Comment décrirais-tu ton entrée dans l’engagement syndical ?

Jean-Paul Bouchet. Mon adhésion, à vingt-deux ans, coïncide volontairement avec le jour de ma titularisation. J’exerce le métier de pupitreur. En informatique, à l’époque, cela consiste à ordonner les travaux informatiques depuis un terminal qu’est le pupitre. Un métier essentiel dans les années soixante-dix et quatre-vingt, disparu depuis, qui est un véritable aiguilleur du ciel dans l’informatique. Nous travaillons en « trois-huit », ce qui peut paraître compliqué mais le rythme me laisse la possibilité de vivre un engagement à la JOC1. Je suis attaché depuis l’âge de treize ans à la proposition du mouvement d’être « acteur de son propre destin ». Je me revois placardant au sein d’un internat « de bonne famille » à Nantes des affiches sur « les dégâts du progrès japonais ». L’esprit critique, ce n’est pas de refuser le monde mais de se faire soi-même son propre avis. La JOC fait progressivement la place à la CFDT au fur et à mesure que je m’engage dans le travail et dans la vie.

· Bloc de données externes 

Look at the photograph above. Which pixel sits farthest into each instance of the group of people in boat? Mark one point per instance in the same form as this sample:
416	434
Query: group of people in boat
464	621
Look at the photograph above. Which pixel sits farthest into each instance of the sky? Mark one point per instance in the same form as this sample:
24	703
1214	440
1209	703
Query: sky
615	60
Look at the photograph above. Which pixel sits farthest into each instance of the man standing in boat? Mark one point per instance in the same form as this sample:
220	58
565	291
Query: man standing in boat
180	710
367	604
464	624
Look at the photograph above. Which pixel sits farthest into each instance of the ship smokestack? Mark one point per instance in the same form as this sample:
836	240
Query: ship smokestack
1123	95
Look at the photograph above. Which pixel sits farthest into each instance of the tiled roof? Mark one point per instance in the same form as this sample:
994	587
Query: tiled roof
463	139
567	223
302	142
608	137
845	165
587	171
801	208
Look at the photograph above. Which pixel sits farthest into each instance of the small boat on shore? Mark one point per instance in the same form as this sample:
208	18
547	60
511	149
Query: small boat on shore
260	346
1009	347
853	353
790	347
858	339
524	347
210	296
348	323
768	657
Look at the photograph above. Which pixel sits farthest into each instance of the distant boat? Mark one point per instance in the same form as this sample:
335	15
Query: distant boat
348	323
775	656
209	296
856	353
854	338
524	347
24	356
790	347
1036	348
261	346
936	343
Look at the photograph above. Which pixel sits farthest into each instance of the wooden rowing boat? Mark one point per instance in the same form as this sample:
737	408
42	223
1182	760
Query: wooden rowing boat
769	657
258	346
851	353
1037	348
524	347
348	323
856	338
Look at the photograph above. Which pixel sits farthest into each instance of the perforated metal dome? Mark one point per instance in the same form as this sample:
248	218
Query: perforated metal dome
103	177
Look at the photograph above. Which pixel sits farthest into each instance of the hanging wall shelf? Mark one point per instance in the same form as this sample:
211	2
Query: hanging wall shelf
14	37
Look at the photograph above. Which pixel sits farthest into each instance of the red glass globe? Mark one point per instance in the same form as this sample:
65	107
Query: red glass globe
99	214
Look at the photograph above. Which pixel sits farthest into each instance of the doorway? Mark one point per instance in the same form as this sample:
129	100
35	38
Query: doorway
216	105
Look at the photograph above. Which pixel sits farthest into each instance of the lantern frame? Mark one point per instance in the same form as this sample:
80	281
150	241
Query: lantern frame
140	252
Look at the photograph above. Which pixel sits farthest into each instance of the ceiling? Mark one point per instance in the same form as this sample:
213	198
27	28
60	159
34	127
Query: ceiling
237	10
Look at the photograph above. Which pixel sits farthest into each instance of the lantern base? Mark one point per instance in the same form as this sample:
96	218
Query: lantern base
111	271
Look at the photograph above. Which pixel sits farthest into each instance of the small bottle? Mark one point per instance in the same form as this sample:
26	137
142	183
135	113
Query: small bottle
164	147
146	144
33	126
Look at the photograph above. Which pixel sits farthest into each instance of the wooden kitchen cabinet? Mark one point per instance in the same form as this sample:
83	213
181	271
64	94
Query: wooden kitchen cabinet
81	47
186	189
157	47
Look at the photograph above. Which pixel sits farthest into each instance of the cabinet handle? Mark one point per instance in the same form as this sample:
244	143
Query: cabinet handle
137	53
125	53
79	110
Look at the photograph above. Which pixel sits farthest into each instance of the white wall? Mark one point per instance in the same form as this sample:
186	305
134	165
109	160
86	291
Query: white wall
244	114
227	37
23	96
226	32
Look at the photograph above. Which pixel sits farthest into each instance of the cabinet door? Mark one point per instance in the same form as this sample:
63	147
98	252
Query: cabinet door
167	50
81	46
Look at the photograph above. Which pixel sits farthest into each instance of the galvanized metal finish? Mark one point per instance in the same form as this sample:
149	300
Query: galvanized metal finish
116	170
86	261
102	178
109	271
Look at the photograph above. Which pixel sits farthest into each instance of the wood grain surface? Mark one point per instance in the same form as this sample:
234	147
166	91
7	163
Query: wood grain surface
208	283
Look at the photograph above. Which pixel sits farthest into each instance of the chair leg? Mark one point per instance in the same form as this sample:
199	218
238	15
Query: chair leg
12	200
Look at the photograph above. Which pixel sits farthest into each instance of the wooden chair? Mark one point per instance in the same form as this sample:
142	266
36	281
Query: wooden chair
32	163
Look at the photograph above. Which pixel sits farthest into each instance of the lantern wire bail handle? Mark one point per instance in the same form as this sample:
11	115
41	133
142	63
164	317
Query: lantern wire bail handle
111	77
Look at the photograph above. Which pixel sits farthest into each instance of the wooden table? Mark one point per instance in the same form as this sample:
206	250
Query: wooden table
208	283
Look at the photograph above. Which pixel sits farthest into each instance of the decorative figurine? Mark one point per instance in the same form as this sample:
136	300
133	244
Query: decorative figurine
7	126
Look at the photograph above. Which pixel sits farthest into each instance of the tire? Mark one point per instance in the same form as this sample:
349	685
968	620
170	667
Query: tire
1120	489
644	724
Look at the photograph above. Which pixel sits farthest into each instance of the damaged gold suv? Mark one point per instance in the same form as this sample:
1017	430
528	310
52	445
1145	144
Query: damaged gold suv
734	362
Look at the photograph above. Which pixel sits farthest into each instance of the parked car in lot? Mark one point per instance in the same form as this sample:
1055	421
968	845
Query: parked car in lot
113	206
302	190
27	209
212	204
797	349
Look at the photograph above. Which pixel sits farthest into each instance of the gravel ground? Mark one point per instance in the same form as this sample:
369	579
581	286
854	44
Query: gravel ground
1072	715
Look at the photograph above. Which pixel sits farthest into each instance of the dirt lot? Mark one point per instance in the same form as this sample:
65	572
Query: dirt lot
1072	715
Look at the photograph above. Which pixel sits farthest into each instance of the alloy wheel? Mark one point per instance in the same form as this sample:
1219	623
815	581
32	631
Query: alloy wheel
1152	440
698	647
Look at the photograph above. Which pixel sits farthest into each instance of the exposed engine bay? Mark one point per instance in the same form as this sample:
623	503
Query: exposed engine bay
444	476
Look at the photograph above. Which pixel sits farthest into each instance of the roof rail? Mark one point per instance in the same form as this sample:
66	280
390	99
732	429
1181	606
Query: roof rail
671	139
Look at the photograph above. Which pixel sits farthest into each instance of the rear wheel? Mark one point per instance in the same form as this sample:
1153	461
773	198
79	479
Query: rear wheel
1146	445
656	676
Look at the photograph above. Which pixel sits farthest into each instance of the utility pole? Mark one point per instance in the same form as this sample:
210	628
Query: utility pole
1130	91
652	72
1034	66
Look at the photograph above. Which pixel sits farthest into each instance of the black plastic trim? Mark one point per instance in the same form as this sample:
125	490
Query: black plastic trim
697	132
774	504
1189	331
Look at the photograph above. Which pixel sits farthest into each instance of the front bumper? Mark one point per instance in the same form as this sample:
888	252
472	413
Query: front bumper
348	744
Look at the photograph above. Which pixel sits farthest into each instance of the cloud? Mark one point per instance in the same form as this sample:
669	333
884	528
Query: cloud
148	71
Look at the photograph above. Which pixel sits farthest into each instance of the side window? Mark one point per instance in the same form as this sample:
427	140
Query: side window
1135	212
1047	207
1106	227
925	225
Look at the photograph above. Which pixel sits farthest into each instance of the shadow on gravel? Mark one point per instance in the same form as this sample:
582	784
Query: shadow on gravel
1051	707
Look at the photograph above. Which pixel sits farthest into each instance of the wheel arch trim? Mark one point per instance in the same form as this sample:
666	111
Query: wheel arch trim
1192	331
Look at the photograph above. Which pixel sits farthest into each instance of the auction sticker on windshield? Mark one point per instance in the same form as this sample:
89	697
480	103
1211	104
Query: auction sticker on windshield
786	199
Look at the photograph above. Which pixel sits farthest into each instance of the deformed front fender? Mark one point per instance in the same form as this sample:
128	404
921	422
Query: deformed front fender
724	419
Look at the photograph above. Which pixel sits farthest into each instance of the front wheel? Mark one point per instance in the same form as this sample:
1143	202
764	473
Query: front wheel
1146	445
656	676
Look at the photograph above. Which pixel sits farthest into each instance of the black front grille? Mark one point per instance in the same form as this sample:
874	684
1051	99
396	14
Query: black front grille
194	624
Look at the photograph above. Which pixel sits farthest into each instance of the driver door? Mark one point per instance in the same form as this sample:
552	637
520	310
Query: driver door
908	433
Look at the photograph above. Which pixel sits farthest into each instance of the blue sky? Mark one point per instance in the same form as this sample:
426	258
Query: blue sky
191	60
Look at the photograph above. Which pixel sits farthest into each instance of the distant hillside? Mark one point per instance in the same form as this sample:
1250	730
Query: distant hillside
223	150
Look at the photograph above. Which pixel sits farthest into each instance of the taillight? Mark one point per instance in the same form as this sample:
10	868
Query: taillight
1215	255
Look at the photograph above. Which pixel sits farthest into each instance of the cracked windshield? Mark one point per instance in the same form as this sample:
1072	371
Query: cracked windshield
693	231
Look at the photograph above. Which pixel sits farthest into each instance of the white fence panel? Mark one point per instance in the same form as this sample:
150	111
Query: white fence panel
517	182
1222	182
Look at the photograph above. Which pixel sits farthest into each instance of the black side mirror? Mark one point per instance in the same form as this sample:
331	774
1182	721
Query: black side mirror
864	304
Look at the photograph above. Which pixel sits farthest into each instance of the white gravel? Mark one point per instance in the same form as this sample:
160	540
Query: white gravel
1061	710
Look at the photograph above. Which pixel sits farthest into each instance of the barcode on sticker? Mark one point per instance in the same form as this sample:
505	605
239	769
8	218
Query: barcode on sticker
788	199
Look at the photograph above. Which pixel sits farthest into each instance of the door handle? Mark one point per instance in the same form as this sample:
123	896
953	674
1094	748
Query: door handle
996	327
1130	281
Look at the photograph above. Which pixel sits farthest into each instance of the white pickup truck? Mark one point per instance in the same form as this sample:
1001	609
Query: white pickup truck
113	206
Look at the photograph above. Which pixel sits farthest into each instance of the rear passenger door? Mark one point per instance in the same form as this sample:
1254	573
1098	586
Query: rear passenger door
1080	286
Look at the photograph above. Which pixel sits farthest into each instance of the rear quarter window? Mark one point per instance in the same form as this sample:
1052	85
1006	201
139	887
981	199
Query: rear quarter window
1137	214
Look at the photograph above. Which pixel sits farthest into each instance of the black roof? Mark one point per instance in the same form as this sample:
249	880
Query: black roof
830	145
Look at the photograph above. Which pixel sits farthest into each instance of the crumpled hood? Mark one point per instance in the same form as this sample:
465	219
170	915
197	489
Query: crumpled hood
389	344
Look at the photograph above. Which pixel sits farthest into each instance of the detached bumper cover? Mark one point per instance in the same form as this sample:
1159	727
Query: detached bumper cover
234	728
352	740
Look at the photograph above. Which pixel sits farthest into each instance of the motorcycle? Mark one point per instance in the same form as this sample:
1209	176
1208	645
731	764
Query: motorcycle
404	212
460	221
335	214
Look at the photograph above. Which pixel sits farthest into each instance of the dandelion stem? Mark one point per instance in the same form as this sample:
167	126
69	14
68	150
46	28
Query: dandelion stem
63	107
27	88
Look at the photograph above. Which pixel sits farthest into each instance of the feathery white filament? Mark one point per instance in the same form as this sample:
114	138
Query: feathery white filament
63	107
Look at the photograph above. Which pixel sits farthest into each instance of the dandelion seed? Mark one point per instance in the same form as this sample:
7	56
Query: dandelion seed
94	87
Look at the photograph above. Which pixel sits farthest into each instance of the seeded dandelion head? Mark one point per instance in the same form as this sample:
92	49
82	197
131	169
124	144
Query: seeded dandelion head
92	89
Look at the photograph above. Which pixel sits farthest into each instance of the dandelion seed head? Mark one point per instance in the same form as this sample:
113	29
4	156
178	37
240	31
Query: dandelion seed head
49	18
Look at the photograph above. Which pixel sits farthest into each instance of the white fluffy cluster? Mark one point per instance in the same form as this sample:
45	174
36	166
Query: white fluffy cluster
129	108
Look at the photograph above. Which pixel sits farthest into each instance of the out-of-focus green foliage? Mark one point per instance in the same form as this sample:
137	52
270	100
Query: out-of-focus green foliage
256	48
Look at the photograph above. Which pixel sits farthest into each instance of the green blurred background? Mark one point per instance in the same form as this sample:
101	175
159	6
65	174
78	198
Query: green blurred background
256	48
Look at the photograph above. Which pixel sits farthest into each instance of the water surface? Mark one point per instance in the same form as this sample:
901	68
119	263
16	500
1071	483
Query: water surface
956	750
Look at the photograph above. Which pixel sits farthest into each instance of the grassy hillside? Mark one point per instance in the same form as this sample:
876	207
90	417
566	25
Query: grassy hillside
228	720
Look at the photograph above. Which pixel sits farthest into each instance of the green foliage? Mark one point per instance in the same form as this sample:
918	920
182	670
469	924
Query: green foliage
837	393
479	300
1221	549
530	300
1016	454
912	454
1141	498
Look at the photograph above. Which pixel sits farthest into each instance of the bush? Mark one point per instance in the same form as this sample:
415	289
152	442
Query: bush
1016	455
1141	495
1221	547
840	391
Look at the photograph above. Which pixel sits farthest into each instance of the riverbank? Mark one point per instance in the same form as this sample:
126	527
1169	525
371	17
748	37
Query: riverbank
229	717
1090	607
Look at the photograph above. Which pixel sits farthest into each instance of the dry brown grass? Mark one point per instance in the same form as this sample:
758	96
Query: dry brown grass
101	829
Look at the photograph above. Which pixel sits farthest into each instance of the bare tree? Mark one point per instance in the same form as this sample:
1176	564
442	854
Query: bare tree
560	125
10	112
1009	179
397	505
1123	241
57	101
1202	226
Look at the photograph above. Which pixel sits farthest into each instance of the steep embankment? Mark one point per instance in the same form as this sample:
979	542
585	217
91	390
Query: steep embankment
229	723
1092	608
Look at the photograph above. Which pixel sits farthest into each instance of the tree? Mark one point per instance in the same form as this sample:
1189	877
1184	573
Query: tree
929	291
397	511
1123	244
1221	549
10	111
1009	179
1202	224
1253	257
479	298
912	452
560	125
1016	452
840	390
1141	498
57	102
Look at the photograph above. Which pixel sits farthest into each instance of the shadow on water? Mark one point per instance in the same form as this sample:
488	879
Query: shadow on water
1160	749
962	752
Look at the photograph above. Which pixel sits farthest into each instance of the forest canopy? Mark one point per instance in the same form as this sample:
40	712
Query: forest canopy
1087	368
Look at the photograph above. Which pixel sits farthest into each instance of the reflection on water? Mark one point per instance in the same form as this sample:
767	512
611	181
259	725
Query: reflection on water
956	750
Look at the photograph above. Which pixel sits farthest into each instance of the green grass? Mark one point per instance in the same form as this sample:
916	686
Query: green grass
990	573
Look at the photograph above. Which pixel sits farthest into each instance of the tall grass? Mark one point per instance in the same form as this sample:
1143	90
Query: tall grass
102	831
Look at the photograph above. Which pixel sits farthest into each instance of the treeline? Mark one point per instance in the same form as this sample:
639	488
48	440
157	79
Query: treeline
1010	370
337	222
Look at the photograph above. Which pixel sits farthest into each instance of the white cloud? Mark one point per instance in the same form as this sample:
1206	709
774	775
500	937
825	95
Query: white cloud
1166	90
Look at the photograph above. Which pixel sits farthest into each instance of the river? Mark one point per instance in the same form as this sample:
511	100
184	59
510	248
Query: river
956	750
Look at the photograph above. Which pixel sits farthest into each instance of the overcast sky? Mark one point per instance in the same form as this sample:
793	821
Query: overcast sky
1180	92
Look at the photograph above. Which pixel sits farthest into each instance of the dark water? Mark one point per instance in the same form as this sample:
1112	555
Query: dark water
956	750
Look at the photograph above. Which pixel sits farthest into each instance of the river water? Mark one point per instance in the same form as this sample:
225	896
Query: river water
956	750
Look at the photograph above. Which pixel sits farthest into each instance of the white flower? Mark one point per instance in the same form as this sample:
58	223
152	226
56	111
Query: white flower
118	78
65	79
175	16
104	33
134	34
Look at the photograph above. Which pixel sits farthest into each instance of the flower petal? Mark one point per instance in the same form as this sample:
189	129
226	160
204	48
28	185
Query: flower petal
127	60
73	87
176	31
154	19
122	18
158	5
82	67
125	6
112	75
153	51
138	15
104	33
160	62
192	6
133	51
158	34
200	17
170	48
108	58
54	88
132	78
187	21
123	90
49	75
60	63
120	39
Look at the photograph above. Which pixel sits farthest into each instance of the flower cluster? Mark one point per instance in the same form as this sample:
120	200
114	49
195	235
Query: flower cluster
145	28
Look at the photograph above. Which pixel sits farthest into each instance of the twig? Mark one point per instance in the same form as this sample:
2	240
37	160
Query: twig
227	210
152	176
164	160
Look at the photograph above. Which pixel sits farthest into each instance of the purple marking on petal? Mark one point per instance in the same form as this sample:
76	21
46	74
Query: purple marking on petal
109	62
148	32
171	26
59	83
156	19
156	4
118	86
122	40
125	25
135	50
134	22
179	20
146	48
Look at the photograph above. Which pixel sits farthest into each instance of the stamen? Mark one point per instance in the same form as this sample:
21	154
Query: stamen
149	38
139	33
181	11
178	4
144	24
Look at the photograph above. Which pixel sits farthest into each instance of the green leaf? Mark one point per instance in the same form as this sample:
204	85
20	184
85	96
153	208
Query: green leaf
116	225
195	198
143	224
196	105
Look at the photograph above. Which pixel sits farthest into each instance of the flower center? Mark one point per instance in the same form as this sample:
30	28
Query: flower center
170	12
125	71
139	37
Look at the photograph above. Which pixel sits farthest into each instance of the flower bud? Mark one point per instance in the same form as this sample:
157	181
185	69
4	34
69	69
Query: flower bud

Je suis un jeune élu secrétaire du comité d’entreprise (CE) – je travaille au Crédit agricole – et ce choix découle de la méthode jociste que je vis comme un ciment : prendre le temps de jauger, de se faire sa propre idée, puis porter cela dans l’action. Le CE, c’est véritablement l’apprentissage du conflit entre la direction qui s’estime chez elle et l’élu que je suis qui a la légitimité d’avoir été choisi. Mais ce mandat permet assez vite d’être pris au sérieux. Les entreprises ont besoin d’interlocuteurs solides qui expriment des préoccupations professionnelles des salariés. Une anecdote : notre comité sera le premier, auprès de la centaine de caisses régionales du Crédit agricole, à faire appel à une expertise économique (avec Syndex), ce qui est rare à l’époque. Après un premier refus, la direction reconnaîtra que notre analyse complète son point de vue trop gestionnaire… puis cédera sur un certain nombre de décisions : « mais où êtes-vous allé chercher tout ça ? » me dit le patron ?... J’étais convaincu de la nécessité du dialogue économique lorsque les salariés du Crédit agricole m’élisent membre du comité de groupe, ce qui était nouveau également à l’époque. Je résumerais ainsi le sens de mon engagement syndical : repartir du professionnel pour faire du revendicatif. Un précepte proche, au fond, de l’exigence jociste.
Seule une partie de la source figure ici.